Misha hanya bisa terduduk di pinggir jalan, menangis. Air mata dan debu membasahi wajahnya yang kini penuh goresan. Lututnya terasa perih akibat terseret motor, namun rasa sakit di hatinya jauh lebih mendominasi. Ia menatap kosong ke arah tangannya yang kini tak lagi menggenggam tas. Amplop berisi uang dan ponselnya sudah raib dibawa jambret.
"Aku harus bagaimana?" bisik Misha, suaranya serak. Ia merasa sangat bodoh, datang jauh-jauh ke Jakarta hanya untuk kehilangan segalanya dalam sekejap.
Ribuan orang berlalu-lalang di sekitarnya. Sebagian besar menatapnya dengan tatapan acuh, seolah Misha hanyalah bagian dari pemandangan kota yang tak penting. Beberapa orang melirik, namun tak ada satu pun yang berhenti untuk bertanya.
"Kenapa kalian semua begitu kejam?" Misha menggumam, membiarkan tangisnya pecah. "Aku... aku tidak punya apa-apa lagi."
Seorang pria tua yang sedari tadi memperhatikan Misha akhirnya mendekat. Ia duduk berjongkok di samping Misha, lalu menyodorkan sebotol air mineral. "Minum dulu, Neng," katanya ramah.
Misha menatapnya dengan mata sembab. "Terima kasih, Pak." Ia meraih botol itu, membuka tutupnya, dan menenggak air hingga habis.
"Ada apa, Neng? Kenapa menangis di sini?" tanya pedagang itu.
Misha tidak bisa lagi menahan kesedihannya. Ia menceritakan semuanya, dari mulai ia pergi ke Jakarta untuk mencari suaminya, sampai kejadian penjambretan yang baru saja menimpanya.
Pedagang itu mendengarkan dengan penuh perhatian. Wajahnya yang keriput menunjukkan rasa prihatin. "Ya ampun, Neng.
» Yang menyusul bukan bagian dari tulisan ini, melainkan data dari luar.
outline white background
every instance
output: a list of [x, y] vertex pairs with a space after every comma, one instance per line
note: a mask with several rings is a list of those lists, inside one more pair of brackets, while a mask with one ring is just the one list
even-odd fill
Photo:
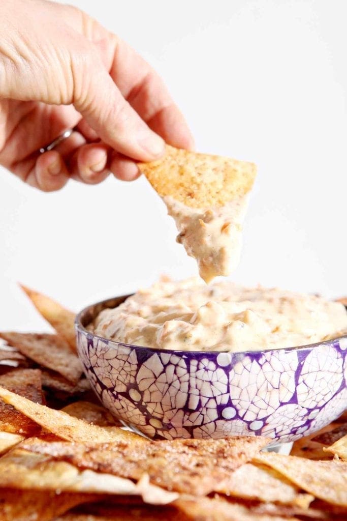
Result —
[[[347, 293], [347, 3], [72, 1], [164, 78], [202, 152], [255, 162], [232, 276]], [[0, 328], [46, 326], [17, 286], [72, 309], [196, 273], [144, 179], [41, 193], [0, 171]]]

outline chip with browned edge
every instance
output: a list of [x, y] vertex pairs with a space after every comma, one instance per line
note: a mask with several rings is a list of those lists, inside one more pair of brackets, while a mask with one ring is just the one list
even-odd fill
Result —
[[86, 494], [0, 489], [1, 521], [52, 521], [95, 497]]
[[[172, 507], [151, 506], [142, 505], [137, 506], [113, 506], [103, 508], [100, 514], [70, 512], [55, 521], [187, 521], [184, 515], [180, 515]], [[222, 521], [222, 520], [221, 520]]]
[[[332, 425], [336, 425], [332, 424]], [[340, 424], [337, 427], [332, 430], [327, 431], [325, 432], [320, 432], [315, 436], [313, 441], [316, 443], [321, 443], [326, 446], [332, 445], [336, 442], [340, 440], [341, 438], [347, 436], [347, 423]]]
[[142, 444], [86, 445], [29, 440], [21, 446], [96, 472], [136, 480], [148, 474], [152, 483], [168, 490], [201, 495], [221, 487], [233, 470], [249, 461], [268, 441], [260, 437], [178, 438]]
[[245, 195], [256, 174], [253, 163], [169, 145], [162, 158], [138, 167], [161, 197], [171, 196], [192, 208], [223, 206]]
[[61, 411], [70, 414], [71, 416], [79, 418], [87, 423], [94, 424], [94, 425], [99, 425], [101, 427], [122, 426], [122, 424], [113, 418], [107, 409], [91, 402], [84, 402], [82, 400], [74, 402], [64, 407]]
[[74, 329], [75, 313], [66, 309], [58, 302], [42, 293], [21, 284], [38, 313], [67, 341], [71, 349], [76, 351]]
[[256, 508], [232, 503], [221, 498], [194, 498], [182, 496], [174, 505], [188, 519], [195, 521], [295, 521], [297, 518], [260, 513]]
[[266, 503], [296, 505], [306, 508], [314, 499], [273, 469], [246, 463], [230, 474], [229, 479], [216, 492], [247, 500]]
[[23, 436], [12, 432], [0, 431], [0, 456], [24, 439]]
[[[0, 386], [15, 392], [17, 393], [16, 395], [20, 395], [18, 396], [20, 399], [27, 400], [29, 403], [32, 404], [33, 402], [42, 403], [40, 369], [14, 369], [0, 376]], [[28, 418], [27, 415], [0, 400], [0, 430], [30, 436], [38, 434], [41, 430], [37, 423]]]
[[[0, 398], [50, 432], [64, 440], [82, 443], [100, 443], [110, 441], [146, 442], [145, 438], [119, 427], [99, 427], [61, 411], [49, 408], [0, 387]], [[1, 402], [0, 402], [1, 403]]]
[[[347, 435], [343, 438], [338, 440], [330, 447], [327, 447], [325, 450], [332, 452], [333, 454], [338, 456], [341, 460], [347, 462]], [[347, 467], [347, 463], [345, 464]]]
[[316, 498], [347, 506], [347, 463], [315, 461], [271, 452], [259, 454], [253, 461], [275, 469]]
[[36, 363], [59, 373], [72, 383], [81, 378], [83, 368], [70, 346], [57, 334], [0, 332], [0, 338]]

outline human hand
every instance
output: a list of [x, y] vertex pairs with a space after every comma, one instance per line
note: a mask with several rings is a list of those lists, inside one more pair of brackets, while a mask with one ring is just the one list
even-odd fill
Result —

Kasihan sekali. Jadi sekarang Neng tidak punya uang dan tidak tahu mau ke mana?"
Misha mengangguk, air mata kembali mengalir. "Saya... saya tidak punya siapa-siapa di sini, Pak. Saya tidak tahu harus ke mana."
"Kalau begitu, ikut Bapak saja," kata pedagang itu. "Bapak ada warung kecil di dekat sini. Nanti Neng bisa bantu-bantu di sana."
Misha terkejut. "Tapi, Pak... saya tidak bisa bayar."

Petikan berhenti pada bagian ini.